Nearly 50% of youth and high school pitchers pitch with pain every year. An obvious sign that something is wrong.
If your son has a sore arm during the season or worse arm pain, you must get his mechanics evaluated so he can make the needed changes during the off-season. The only way to be sure is to get an expert video analysis.
Many pitchers get their injured shoulder or elbow rehabilitated, but most never find the source of the problem. What caused the pain or the constant soreness? Until you find that out, the chances are very good that the pain will return even after rehabilitation and strengthening.
And that sore arm or pain can ruin an entire season.
There was an article that someone sent me last week about Tommy John surgery and how some high school pitchers think that having elbow ligament replacement surgery will help them throw harder.
That is just plain dumb and goes to show you the lack of education that exists about how pitching velocity is created.

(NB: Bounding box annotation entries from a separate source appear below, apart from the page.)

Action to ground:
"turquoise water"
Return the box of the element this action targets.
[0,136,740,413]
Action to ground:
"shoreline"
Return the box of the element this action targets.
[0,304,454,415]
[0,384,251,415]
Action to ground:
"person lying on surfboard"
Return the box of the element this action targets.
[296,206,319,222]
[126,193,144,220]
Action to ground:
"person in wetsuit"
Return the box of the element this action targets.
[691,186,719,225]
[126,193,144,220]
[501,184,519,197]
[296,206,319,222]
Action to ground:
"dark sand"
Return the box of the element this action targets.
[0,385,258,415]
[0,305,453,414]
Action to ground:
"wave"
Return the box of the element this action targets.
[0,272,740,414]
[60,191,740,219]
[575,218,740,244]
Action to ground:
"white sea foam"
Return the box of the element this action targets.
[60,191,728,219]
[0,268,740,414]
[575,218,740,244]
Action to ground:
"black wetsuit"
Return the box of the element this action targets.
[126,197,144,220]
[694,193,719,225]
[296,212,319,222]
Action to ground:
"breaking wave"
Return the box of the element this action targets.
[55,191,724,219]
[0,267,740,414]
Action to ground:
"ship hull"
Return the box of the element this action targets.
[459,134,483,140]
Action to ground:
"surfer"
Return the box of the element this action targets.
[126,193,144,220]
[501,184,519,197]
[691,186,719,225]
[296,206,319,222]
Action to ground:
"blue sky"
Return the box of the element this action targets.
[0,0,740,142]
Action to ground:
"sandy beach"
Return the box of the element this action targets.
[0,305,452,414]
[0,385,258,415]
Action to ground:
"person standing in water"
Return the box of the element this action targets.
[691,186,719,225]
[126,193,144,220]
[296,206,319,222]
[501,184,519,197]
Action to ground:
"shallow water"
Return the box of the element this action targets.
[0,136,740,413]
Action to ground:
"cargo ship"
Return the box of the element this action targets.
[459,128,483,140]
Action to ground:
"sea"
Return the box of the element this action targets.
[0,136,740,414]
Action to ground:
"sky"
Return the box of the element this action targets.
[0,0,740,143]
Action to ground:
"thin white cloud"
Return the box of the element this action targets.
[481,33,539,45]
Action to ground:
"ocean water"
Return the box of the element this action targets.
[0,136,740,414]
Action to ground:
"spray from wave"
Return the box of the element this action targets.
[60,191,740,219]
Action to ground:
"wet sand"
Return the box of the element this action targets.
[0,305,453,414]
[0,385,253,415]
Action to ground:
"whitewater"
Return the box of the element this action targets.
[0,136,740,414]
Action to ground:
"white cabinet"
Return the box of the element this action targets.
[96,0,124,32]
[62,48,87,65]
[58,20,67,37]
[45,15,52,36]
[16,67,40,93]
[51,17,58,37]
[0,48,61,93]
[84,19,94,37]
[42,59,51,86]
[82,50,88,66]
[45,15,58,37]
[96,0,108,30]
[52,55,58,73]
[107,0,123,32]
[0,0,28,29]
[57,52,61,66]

Everyone… velocity is not about the arm.
If the shoulder or elbow joint becomes unstable or loose then there can be pain. In the case of the UCL, or the Tommy John ligament problem, there may be pain as well as numbness or tingling. There are a couple of things to be aware of.
This is another reason why parents should invest in an off-season assessment with a good sports medicine physical therapist. They will not only advise on the pitcher’s strengths, weaknesses and flexibility, but if he has a loose shoulder or elbow or not.
If he has loose joints there are exercises to do that will help stabilize the joint. (Our First Pitch Strike Arm Care and Strengthening Program is perfect for this.)
I am helping a client right now, a high school junior, who is going through the Tommy John rehab process at his local physical therapy office. He just started throwing easily off a portable mound.
He is part of our membership roster. This allows him to post video and get feedback.
His father just posted some video of his son throwing off that portable mound so I could give him some feedback since he still has about 8 months of rehab.
One of the things we often see are pitchers who lead with the throwing elbow too long. They look like they are pushing the ball.
1. The pitcher leads with the elbow too long – like he is pushing the ball.
This means that after his trunk is facing the plate just before the arm goes into extension and ball release, the elbow gets ahead of the trunk. This creates a timing problem and adds stress to the elbow.
Plus the pitcher will normally not be able to fully extend his arm at ball release so this reduces velocity as well.
(You should not rely on the naked eye to pick this up. Must use video.)
2. As the pitchers trunk is nearly facing the target, the forearm and ball continues in close to the trunk or head too long rather than extending out away from the body to the side.
You must use video to pick this up.
3. From the side angle when videotaping does the ball come in close to the head. Remember the arm should be cocked to about 90 degrees at landing. If you notice the ball is positioned in closer to the head than sitting over the throwing elbow then this will add stress as well.
Imagine if your son has never been videotaped so you fully understand the condition of his mechanics right now. You are basically playing Russian Roulette with his pitching.
Again, if your son has had arm soreness this year or arm pain, now is the time to find out what created the arm problem. Are you confident that your instructor can find the source of his problem and then show you how to fix it? I seriously doubt it, unless he videotapes and is an expert in bio-mechanics.